Just for fun (for a change), and because we’re still reelin’ from the fact we’ve all gotta return to work or school, I thought I’d “lighten the load” a little: I’m gonna tell ya the story of the day my whiskerlickers (ie, cats) took over the PC:
Y’see, the cats like to hang out in my upstairs office. One afternoon — having finished my paperwork — I took my Westie, Brandi, out for a walk.
Leaving the computer on and shutting the door behind me, I went downstairs and, with scruffy canine on her leash, started out of the house.
Well, I thought I’d shut the door behind me! Apparently, one of my “Meow Mafia” found that it didn’t “catch”, and pushed it open. This, of course, led to a wave of feline foragers infiltrating the room — and, with a blank Word document on the monitor, the temptation to check out my keyboard was too strong for them.

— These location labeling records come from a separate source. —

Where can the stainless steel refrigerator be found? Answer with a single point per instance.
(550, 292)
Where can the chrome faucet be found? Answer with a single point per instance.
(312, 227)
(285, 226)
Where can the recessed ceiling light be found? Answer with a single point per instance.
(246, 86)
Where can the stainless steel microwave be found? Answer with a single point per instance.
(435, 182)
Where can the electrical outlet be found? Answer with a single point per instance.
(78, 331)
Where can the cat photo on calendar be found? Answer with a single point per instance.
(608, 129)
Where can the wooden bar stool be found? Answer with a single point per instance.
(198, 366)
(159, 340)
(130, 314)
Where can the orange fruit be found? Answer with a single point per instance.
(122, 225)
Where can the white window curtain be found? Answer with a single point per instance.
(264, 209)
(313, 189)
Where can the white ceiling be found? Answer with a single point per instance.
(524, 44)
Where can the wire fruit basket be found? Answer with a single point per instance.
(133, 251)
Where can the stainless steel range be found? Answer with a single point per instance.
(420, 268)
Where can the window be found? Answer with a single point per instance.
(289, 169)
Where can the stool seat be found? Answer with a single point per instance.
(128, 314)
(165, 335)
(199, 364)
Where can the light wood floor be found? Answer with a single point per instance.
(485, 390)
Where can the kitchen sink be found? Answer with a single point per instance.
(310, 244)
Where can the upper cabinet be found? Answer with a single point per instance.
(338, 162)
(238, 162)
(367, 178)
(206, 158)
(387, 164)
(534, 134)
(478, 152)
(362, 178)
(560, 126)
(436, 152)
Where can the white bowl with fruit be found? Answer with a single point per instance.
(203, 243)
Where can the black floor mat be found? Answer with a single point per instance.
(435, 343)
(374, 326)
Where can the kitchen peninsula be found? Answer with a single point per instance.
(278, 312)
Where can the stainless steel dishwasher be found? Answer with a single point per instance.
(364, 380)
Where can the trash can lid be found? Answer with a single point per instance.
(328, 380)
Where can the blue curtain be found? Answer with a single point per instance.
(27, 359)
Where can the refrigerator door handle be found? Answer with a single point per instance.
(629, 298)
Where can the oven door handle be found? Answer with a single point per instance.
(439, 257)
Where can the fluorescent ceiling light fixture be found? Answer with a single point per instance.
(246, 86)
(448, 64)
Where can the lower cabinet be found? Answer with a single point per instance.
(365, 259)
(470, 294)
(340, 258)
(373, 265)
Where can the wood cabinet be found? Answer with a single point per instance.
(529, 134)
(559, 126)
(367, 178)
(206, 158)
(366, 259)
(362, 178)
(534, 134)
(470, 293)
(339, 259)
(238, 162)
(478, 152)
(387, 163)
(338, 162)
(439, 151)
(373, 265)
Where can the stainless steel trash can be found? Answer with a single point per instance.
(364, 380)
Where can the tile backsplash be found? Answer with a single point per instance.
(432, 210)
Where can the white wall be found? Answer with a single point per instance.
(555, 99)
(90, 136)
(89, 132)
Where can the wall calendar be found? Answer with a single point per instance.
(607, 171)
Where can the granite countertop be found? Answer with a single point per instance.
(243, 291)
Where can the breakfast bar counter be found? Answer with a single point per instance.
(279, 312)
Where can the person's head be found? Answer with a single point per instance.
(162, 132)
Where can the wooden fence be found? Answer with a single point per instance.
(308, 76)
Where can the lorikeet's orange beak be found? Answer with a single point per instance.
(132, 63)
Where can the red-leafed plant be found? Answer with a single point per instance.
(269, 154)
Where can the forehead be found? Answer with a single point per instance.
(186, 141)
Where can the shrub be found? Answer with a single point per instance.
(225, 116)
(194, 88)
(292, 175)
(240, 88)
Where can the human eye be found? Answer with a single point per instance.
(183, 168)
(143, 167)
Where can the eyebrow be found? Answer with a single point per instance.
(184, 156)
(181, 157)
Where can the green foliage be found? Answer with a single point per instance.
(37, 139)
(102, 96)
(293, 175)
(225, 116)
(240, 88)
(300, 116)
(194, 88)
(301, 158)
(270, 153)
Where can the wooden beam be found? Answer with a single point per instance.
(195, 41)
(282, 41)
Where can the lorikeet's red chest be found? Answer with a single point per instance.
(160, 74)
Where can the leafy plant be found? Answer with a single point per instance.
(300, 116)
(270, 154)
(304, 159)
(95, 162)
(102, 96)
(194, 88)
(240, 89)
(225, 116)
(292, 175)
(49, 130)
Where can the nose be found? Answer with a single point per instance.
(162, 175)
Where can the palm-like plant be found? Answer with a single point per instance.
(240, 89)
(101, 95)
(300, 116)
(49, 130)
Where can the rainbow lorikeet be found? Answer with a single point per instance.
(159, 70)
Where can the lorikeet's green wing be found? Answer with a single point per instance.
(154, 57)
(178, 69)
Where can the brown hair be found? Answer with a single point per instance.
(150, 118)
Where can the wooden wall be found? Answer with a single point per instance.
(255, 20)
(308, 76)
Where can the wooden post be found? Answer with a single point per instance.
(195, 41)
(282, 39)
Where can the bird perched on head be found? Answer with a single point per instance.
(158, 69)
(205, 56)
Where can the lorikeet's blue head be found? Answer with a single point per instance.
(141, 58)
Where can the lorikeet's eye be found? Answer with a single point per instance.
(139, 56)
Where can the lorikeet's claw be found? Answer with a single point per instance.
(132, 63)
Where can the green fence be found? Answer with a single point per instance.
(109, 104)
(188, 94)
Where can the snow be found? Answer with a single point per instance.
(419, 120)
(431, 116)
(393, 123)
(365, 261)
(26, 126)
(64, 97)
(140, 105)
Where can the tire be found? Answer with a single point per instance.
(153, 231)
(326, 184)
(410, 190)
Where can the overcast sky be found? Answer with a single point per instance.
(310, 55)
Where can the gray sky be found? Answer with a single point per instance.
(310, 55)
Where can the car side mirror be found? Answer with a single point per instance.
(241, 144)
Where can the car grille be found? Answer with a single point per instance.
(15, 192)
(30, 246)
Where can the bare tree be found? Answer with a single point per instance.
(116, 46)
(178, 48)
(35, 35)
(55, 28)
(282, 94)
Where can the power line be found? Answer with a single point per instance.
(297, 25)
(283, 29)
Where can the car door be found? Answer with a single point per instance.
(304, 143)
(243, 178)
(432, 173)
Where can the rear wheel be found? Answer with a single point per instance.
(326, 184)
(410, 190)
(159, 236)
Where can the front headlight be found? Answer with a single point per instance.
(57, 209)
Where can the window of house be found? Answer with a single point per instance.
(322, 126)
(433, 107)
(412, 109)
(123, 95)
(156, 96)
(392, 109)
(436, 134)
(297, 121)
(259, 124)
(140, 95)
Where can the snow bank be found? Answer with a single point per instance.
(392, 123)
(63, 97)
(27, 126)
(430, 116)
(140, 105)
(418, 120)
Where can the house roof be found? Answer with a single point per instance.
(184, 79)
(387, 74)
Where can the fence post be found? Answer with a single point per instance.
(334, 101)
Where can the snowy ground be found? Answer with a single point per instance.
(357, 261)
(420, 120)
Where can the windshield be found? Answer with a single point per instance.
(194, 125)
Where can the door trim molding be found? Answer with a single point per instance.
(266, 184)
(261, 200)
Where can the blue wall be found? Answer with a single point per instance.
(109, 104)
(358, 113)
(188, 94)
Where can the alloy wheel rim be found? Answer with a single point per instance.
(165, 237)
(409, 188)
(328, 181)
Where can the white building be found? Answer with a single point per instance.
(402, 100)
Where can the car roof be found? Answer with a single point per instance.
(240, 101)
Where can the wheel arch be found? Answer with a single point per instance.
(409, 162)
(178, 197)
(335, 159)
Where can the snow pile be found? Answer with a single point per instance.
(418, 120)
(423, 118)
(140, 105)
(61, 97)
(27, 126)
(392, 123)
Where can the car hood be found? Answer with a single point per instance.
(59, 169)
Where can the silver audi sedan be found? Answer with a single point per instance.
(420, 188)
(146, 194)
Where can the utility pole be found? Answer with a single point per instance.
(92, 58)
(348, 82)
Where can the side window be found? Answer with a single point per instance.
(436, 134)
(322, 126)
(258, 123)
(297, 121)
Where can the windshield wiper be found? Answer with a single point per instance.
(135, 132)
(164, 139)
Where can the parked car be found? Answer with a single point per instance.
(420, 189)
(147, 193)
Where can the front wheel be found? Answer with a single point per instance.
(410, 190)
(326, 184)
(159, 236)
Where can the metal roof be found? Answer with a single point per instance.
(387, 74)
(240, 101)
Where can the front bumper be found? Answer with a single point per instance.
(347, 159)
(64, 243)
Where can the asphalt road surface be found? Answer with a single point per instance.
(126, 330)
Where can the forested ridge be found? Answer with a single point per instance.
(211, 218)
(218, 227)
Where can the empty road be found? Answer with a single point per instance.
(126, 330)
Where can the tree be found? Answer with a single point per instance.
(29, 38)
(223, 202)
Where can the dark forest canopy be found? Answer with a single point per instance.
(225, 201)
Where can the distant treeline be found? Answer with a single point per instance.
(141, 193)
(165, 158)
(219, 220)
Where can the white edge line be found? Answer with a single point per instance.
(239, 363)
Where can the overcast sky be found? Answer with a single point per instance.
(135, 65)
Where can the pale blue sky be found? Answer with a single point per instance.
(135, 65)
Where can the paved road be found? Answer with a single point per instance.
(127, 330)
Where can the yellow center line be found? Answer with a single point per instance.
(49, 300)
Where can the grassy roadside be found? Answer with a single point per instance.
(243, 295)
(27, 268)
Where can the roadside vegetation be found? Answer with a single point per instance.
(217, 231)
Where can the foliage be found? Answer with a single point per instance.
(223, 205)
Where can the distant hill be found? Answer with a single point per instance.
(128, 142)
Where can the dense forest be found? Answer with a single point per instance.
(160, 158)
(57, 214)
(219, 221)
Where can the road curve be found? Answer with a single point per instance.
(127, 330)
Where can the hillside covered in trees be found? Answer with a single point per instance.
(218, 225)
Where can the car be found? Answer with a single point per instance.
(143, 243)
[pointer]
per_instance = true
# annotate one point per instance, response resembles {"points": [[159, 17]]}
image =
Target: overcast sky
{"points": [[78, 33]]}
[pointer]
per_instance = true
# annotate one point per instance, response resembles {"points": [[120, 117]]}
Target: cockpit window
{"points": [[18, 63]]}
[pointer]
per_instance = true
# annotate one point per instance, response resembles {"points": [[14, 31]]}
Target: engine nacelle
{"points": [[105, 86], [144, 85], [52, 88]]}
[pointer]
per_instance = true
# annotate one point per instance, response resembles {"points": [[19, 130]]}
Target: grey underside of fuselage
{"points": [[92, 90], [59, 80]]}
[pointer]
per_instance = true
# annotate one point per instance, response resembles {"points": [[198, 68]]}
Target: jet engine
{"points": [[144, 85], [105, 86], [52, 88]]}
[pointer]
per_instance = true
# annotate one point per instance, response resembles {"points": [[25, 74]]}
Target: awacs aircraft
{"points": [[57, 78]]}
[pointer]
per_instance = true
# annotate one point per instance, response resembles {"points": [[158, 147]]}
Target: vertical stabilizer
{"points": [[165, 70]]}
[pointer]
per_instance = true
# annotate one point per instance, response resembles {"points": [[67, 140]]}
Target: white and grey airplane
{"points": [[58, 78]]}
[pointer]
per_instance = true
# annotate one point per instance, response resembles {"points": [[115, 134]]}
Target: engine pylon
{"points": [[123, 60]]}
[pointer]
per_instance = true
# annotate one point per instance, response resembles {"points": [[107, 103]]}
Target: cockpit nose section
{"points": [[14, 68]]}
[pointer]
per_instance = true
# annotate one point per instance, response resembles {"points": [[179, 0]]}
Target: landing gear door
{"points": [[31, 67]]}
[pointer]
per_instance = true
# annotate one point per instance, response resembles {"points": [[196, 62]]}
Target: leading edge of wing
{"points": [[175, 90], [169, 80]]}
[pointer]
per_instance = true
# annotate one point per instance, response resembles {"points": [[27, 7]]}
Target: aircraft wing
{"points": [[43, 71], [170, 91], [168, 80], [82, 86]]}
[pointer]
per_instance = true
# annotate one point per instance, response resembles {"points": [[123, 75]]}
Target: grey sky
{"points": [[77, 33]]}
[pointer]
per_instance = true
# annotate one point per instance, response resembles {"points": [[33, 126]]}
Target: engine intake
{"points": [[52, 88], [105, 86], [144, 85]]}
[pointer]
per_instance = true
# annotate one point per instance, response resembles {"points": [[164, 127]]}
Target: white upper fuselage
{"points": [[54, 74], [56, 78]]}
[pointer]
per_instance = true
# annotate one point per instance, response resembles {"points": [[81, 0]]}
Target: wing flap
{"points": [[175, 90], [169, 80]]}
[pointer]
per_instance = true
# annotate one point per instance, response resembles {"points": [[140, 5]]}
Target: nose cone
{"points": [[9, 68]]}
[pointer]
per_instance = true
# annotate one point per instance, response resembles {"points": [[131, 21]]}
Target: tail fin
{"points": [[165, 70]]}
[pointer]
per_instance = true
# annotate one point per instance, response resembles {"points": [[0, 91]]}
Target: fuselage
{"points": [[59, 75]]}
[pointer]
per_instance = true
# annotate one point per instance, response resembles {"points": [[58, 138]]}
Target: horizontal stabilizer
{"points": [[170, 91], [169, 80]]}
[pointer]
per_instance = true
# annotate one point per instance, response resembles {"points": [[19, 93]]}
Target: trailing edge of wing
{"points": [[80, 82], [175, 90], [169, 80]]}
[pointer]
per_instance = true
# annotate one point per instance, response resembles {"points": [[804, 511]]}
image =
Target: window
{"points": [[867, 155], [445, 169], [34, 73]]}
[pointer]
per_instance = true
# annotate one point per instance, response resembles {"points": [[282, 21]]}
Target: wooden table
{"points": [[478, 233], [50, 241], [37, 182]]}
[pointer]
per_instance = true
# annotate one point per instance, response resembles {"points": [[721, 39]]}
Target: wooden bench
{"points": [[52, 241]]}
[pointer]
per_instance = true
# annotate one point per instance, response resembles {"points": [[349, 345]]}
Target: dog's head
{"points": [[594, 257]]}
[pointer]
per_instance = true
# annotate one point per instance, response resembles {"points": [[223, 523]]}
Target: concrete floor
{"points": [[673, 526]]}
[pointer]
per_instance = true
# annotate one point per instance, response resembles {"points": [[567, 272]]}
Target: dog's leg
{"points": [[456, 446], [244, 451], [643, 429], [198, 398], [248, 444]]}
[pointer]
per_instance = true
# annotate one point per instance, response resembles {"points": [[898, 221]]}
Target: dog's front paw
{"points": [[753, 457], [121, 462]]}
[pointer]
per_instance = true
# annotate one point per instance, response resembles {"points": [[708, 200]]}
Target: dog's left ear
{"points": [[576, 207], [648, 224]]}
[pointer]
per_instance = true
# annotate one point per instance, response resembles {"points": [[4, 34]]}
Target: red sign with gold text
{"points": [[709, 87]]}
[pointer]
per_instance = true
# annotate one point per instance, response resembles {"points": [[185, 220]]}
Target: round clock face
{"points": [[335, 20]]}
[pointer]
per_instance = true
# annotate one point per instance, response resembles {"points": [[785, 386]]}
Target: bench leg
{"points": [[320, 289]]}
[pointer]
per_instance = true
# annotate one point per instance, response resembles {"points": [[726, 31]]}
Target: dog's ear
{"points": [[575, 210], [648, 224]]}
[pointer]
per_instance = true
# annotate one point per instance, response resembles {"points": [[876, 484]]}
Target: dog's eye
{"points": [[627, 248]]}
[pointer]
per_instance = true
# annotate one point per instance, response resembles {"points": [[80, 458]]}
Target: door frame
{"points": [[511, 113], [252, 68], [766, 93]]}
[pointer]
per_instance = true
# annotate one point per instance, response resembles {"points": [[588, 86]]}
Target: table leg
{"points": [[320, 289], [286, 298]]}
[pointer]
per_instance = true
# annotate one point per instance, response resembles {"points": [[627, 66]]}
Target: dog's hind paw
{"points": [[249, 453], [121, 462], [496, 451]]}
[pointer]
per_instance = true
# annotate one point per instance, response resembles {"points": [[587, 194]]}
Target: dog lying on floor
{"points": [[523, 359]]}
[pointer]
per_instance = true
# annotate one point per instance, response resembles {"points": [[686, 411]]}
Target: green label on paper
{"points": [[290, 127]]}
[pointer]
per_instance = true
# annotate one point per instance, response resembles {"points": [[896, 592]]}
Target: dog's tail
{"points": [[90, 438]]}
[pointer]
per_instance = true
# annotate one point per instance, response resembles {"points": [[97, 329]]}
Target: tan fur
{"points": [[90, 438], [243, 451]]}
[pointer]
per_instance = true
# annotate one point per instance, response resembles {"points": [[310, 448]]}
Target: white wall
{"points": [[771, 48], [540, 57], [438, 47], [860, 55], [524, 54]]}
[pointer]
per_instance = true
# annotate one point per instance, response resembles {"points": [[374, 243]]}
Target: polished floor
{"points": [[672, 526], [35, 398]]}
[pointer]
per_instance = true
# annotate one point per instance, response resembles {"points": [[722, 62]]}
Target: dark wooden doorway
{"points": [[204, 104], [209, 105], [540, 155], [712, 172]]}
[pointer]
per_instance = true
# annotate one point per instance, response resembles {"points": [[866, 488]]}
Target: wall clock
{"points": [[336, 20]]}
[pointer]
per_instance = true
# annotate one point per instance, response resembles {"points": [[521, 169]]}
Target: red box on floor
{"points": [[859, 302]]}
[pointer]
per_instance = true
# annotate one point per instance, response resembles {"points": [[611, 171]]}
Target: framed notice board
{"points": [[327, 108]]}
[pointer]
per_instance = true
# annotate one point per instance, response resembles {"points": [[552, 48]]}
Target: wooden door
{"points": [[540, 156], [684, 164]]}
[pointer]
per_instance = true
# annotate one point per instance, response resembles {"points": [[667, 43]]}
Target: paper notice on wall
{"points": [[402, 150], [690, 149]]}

Finding all kinds of strange characters on that page when I returned, I could just imagine the four largest cats (Sugar, Gadget, Doo-Wop and K-Cat) seizing the chance to take over and express their opinions (either that, or trying to order cat food over E-Bay®!).
Doo-Wop: Hey, guys, LOOK! Th’ old man’s left his writing thing on! Let’s see if we c’n type somethin’ like he does!
Sugar: Um …. I dunno, man! Is that Brillo-backed excuse for a mutt around here?
Doo-Wop: Naaaah … she’s gone for a walk. (He looks puzzled at the keyboard) Hey … any of y’all know how to work this thing?
Sugar: Awwww, move over, Friskie-face! I’ve seen th’ old man use this, so it can’t be that hard! Now … what to talk about? (he stops to think, then perks up his ears) I know! Hey, Gadget … how do ya spell “neutering”?
Gadget: O-U-C-H!! But why are ya writin’ about that?? We oughtta tell them to send cat food or somethin’!
K-cat (entering the room with a scrunched-up nose): WHOOOOO-EEEEE!! Don’t y’all go back to th’ litter box for a few minutes, ya hear? It’s a mite pungent … HEY!! You’re on the ol’ man’s writin’ thing!
Gadget: Yeah … Sugar’s tellin’ folks some stuff about fixin’ cats …
K-cat: Why? Did one of us break or somethin’??
Doo-Wop: Awww, get serious, Stinky! There’s so many little kittens out there with no home, scroungin’ outta trash cans and sick. Heck, I see ‘em everytime I’m up there in the man’s kitchen window, catchin’ some rays …
K-cat: Brother, you can’t even catch a decent mouse! But I saw ‘em, too … and grown humans can’t take care of all of ‘em! There’s just too many …
Sugar: D-UH! … that’s why I’m writin’ this, dude! See, folks’ve gotta remember to get their pets fixed so it won’t be like that.
Gadget: Yeah. the man. took us to that vetur … that vetra … that doctor up the street, remember? It don’t cost a lot, and it didn’t hurt us!
Doo-Wop: Hmph … speak for yourself, specs! I couldn’t scratch myself for weeks! But you’re right. I mean, about the … whatcha call it? Nootering? An’, ’sides that, the humans oughtta watch out for their pets … sometimes, when they get out, they could get dead by one o’ them big things the man calls “cars.” Or by big, mean dogs or somethin’!
K-Cat: Yeahhhh! Well, ‘cept BRANNN-deeeee! That mutt can’t even catch her own tail! (all the cats begin to laugh as K-Cat continues) Anyway, why don’tcha write about that new thing on the magic picture box that the man likes to watch? I think it’s called the Dog Whisperer, or something.
Gadget: Oh, yeah! It’s where that man … what’s his name? Ummmm, Cesar sumpthin’, an’ he shows how to train (hee!hee!) dogs! It’s on that Aminal Planet TV channel.
Doo-Wop: Hmph … hasn’t done much for that overgrown flea-flicker that lives here, has it?? Ya notice they never haveta do that with us?? Shoot … just give us a little room, some good food and water, and we’re good to go!
K-cat: And please – after what I been through …don’t forget … a clean litter box!
Gadget: But the human Cesar takes the dogs, an’ … an’ makes ‘em learn to do something called heel, and be good, not bite … you know, stuff like that.
Sugar: Yeah … and didja know that when doggies are fixed, sometimes they’re easier to train? An’ it doesn’t cost a bunch of those green papers humans call money, either!
K-Cat: Cool! Hey … while you’re on that thingy, see if the ol’ man got any o’that HE-mail he talks about. Mebbe somebody’s got a purty girl cat …
Gadget (anxiously guarding the door): NO TIME!! Hurry … the ol’ man’s just come in the back door!
So they all take off like a flash, knocking off the keyboard, turning over the chair – and leaving a mess on the desktop!
Anyway, HAPPY (POST)LABOR DAY, EVERYBODY! (Now, where did I put that pooper-scoop??)